This was one of the questions asked by a colleague of mine who is new to the data analytics and Machine learning space. I had to tell him that this isn’t possible because data itself is not suitable to do any sort of valuable predictions. It usually takes some time to get this intuition. Those who has statistics background can quickly catch-up, others have to put up extra effort to solidify these concepts.

So, back to the question, can we build a model to predict lottery numbers ?  short answer is NO, and long answer is NO :). Now you have to ask why !

Why this post ?

This question may be very trivial one for seasoned ML practitioner, but sometimes experienced one also misses the key basic concepts when it comes to how to deal with data and what data is good for particular problem.

This is my attempt to answer the questions that I had !

Looking into the winning chances

Let’s take one lottery series for this experiment, this lottery number has 2 alphabet and 6 numbers, eg; AG389435. In this case how many unique lottery can be printed ?

$$\begin{array}{l} Total\ number\ of\ lotteries\ for\ number\ sequence\ of\ form\ \mathbf{AB123456}\\ \\ =\ 26^{2} \ *\ 10\ ^{6} \ \\ =\ 676\ Million\\ \\ =\ Chance\ of\ winning\ for\ a\ person\ =\ \frac{1}{676\ Million} \ =\ \mathbf{1.47*10^{-9}}\\ \\ Here\ we\ are\ assuming\ equal\ chance\ for\ all\ to\ win,\ and\ the\ lottery\ system\ will\\ ensure\ this\ constrain.\\ \\ So\ winning\ probability/chance\ is\ \mathbf{0.000000147} \ \ or\ 1\ in\ 676\ Million \end{array}$$

To put this number into context, let's take another study done to identify the cancer risk due to smoking [link], According to their study they estimates 1 in 10 men and 1 in 8 women in India can expect to develop cancer of any form, in their life span after the age of 35 year. This means getting cancer is way higher chance than winning a lottery.

Why am I saying lottery data isn't usable for any prediction

Because the lottery prediction is done using some random number generator (RNG), this means RNG ensures that every lottery purchased gets equal probability of winning, usually the odds of winning is above 1 in Million. And there won't be any relation between historical predicted number and the future numbers, because they are close to independent. So you can't find any relation from the historical winning numbers.

If we are using some faulty RNG machine or RNG system with lesser entropy then the results may be skewed, so we can see pattern in number prediction.

So how few individuals broke the lottery system legally, below listed are the two instances people worked hard to increase their chances of winning, here also they aren't predicting the actual winning numbers, instead increasing the chance of winning probability of each lottery.

1. Michle Memorized live game patterns, video

This story may come as holywood movie soon.

2. Or you have to run a lottery syndicate to increase the chance of winning by    pooling the tickets from multiple contributors. Here is an interesting guy    who did this thing across the world. It's purely playing against the odds by    purchasing more tickets.

Does an ML model won’t predict the winning numbers at all ?

If you are run enough number of times, your model may predict right answers some times, so why are you saying ML model can’t predict correctly at all ? We call a model doing good, when it produces predictions better than simple guessing. If your model prediction accuracy is close to any other simple guess work, then why do you need this ML model after all.

The predictions are really based on known patterns. The patterns are coming out of data ( data may be image, sound, simple numbers any thing).

When can we do ML

We can do any sort of data analysis or prediction using statistical methods only when the data has some repeating patterns or correlation or some inherent orders.

eg; When you see a different type of cat, you can identify it as cat, how’s that working, when you look at it objectively there are some underlying order in their pixels and behaviors, and our brain maps those patterns of light signals to cat. And you can apply this same analogy ( similar technique ) to our ML models here, models learns to identify cat / dog by capturing this common patterns present in the data or image or video. If the data doesn’t bring this patterns, how can any system or our brain can identify a particular object ?

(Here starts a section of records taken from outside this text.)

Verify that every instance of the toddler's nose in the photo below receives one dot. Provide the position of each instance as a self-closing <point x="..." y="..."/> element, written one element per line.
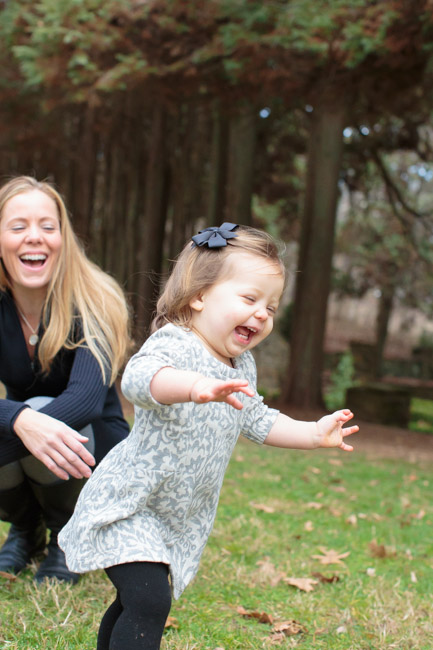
<point x="261" y="313"/>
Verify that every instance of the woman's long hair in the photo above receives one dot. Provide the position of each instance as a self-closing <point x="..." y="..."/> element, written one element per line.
<point x="80" y="296"/>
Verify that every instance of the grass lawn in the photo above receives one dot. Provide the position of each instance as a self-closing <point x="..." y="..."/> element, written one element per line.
<point x="356" y="533"/>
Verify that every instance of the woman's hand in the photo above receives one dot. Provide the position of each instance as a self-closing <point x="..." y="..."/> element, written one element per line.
<point x="55" y="444"/>
<point x="207" y="389"/>
<point x="330" y="430"/>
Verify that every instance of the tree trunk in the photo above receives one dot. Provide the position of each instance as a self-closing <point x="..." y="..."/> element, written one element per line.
<point x="315" y="257"/>
<point x="382" y="321"/>
<point x="243" y="133"/>
<point x="150" y="247"/>
<point x="219" y="168"/>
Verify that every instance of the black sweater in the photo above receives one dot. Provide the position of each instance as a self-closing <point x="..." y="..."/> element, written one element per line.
<point x="75" y="381"/>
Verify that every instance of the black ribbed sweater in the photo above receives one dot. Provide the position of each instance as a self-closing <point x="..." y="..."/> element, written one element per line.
<point x="75" y="381"/>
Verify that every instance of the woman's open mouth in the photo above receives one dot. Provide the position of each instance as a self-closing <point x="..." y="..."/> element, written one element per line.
<point x="33" y="260"/>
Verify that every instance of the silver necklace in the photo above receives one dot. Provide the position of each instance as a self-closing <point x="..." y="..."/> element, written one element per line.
<point x="34" y="336"/>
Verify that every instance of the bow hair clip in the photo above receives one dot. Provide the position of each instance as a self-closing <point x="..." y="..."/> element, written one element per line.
<point x="215" y="237"/>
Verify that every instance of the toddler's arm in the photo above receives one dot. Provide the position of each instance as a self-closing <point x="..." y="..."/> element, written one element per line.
<point x="326" y="432"/>
<point x="171" y="386"/>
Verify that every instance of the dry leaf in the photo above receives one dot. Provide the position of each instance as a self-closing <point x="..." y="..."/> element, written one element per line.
<point x="8" y="576"/>
<point x="323" y="578"/>
<point x="263" y="507"/>
<point x="270" y="572"/>
<point x="261" y="617"/>
<point x="287" y="628"/>
<point x="304" y="584"/>
<point x="379" y="550"/>
<point x="330" y="556"/>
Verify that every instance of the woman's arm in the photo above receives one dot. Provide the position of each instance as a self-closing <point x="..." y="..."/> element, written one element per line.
<point x="84" y="397"/>
<point x="55" y="444"/>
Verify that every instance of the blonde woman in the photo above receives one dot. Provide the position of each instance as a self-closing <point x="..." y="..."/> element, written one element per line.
<point x="63" y="339"/>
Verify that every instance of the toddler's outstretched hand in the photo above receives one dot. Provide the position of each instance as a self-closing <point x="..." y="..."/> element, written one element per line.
<point x="207" y="389"/>
<point x="331" y="432"/>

Similarities with Language Models

Number of sequences in lottery number can be treated as finite sequence. The random numbers from RNG usually pick random number from this finite sequence. Let's connect this to the Language models in NLP. NLP language models predict the next word from whatever it seen till now. If we take all the words in english dictionary, it comes around 171,476 words. If we arrange these words in particular order it forms valid sentence, ie; we can't put all combinations of words to form a valid sentence. This means there is a fixed order of word sequence, this is what the NLP models learns internally via word co-occurrence and other methods.

Now come back and see how sequence predicted by RNG for lottery has some common pattern ?, it shouldn't. So we can't find any sort of significant statistical correlation between two lottery numbers.

How click streams are helping for recommendation

This is an another way of pulling out data that has some meaning or patterns present in it. When you browse over any e-commerce site, for a given query your mouse movement leaving out some meaning about those items. They are related items !. So if you pull out the clickstream done by a user for a session we can find the related items and using that data we can do recommendations for a given query.